By using list box controls with repeating tables (repeating table: A control on a form that contains other controls in a table format and that repeats as needed. Users can insert multiple rows when filling out the form.) or repeating sections (repeating section: A control on a form that contains other controls and that repeats as needed. Users can insert multiple sections when filling out the form.), you can create filters that allow users to show or hide data from a primary data source (data source: The collection of fields and groups that define and store the data for an InfoPath form. Controls in the form are bound to the fields and groups in the data source.) on their form. These filters display only the rows or sections that meet conditions specified in the filter. Users typically apply a filter by selecting entries in another control. For example, if you are designing a form that allows users to work with customer data in a repeating table, you can include a list box that allows them to filter customers by city.

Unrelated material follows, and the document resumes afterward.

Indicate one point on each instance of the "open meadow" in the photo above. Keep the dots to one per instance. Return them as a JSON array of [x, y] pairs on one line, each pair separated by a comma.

Note You can only filter data from a primary data source. Because you cannot filter data from a secondary data source, the Display tab for a control connected to a secondary data source does not include any filter options.
When users move their mouse pointer over a filtered row or section on their forms, a filter icon appears on the shortcut menu button next to each row or section. This icon indicates that a filter has been applied. Users can click the shortcut menu button to see options for inserting or removing rows or sections, and also for refreshing the filtered data, if necessary. If you don't want users to see this icon, clear the Show filter icon to indicate filtered items check box in the Properties dialog box for the repeating table or repeating section.
You can also use a filter to create cascading list boxes (cascading list box: Two or more list boxes that are connected to each other in such a way that selecting a value in one changes the set of choices in the other.). In this scenario, a selection in the first list directly affects what appears in the second list. For example, you can create a Manager list and an Employee list on a form. When a user clicks a name in the Manager list, the Employee list displays only those employees who report to that manager.
Note The information in this topic may not apply if you are working with a form designed using Microsoft Office InfoPath 2003 without the service pack installed.